To determine the best way to use automated scoring, we extensively compared its characteristics with those of other scoring methods. Visual inspection improved accuracy, but the additional steps required increase of scoring time. Approximately 10 min for fully-automated mode, 15 min for semi-automated mode, and 30 min for manual mode was required to scan and analyze one slide. The best choice of scoring systems would therefore depend on the purpose. When the main goal of the MN assay is to identify subjects who need urgent clinical treatment for a triage, more rapid method would be preferred. But if more precision is required, scoring methods with visual inspection, semi-automated or manual, should be chosen over fully-automated scoring. Considering that the same images can be used for both automated and visually inspected methods, those performing the assay have significant technical and temporal latitude to adjust the assay to achieve the accuracy required for specific situations. Additional visual inspection following automated scoring can be the best approach. In addition, the use of sex-specific curves can be considered as a simple way to further improve dose estimation.

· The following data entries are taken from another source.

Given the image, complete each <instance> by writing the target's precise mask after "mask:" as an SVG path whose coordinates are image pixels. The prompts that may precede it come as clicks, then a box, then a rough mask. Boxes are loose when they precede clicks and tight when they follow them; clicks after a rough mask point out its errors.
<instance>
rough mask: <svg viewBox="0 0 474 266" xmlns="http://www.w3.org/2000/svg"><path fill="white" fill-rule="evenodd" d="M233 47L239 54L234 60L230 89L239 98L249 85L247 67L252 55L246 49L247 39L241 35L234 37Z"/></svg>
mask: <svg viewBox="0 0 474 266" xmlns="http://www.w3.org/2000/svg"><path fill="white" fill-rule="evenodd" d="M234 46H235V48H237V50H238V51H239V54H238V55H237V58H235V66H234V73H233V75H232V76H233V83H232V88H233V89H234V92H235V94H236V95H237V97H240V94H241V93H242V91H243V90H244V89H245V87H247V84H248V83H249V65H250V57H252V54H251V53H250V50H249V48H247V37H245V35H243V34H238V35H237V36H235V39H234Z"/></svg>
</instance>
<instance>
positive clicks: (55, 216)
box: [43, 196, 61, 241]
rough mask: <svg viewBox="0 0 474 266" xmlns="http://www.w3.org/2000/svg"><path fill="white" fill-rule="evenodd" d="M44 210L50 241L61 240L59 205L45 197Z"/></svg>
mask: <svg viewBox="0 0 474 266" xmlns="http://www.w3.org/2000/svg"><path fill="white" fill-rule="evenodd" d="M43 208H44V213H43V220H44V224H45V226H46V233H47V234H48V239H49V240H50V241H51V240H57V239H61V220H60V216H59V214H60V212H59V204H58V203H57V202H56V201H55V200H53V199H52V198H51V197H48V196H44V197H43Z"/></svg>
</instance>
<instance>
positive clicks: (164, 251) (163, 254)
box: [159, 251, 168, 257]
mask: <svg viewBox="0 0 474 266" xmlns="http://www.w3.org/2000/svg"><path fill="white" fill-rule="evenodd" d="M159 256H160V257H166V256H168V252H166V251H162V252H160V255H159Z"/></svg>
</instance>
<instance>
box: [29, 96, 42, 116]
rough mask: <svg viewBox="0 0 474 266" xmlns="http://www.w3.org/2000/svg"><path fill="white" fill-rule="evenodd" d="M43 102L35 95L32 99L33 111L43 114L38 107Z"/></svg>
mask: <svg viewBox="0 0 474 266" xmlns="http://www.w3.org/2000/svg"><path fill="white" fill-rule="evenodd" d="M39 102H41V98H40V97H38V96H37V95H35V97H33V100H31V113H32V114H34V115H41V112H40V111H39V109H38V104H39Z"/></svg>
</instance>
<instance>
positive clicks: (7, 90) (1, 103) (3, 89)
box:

In addition, the energy of the photon radiation source could affect the MN frequency induced by radiation. Our dose–response curve was constructed using blood samples exposed to γ-rays from 60Co with a mean energy of 1.2 MeV. The dose of γ-irradiated blind samples could be estimated with higher accuracy and specificity than that of the samples exposed to 250 kVp X rays. This might be explained by the higher relative biological effectiveness (RBE) of soft vs hard photons (Schmid et al. 2002). The dependence of RBE on the energy of sparsely ionizing radiations has been attributed to microdosimetric differences between these radiations. Lloyd et al. (1975) and Schmid et al. (2002) showed 250 kV X rays produced higher α coefficient than 60Co γ rays. These differences might cause the overestimation of exposed dose in X-irradiated samples when using dose–response curve generated using 60Co γ rays. Additional generation of dose–response curves for X-irradiation of appropriate energy could improve the accuracy of dose estimation.

Our study provides strong evidence showing that visual inspection of images captured by an automated MN system is necessary for accurate dosimetry. Using a validation data set of 22 blind samples, we found that the correction of automated scoring improved the performance of automated MN scoring. Our findings could be useful for performing radiation dosimetry on large numbers of people rapidly, accurately, and efficiently.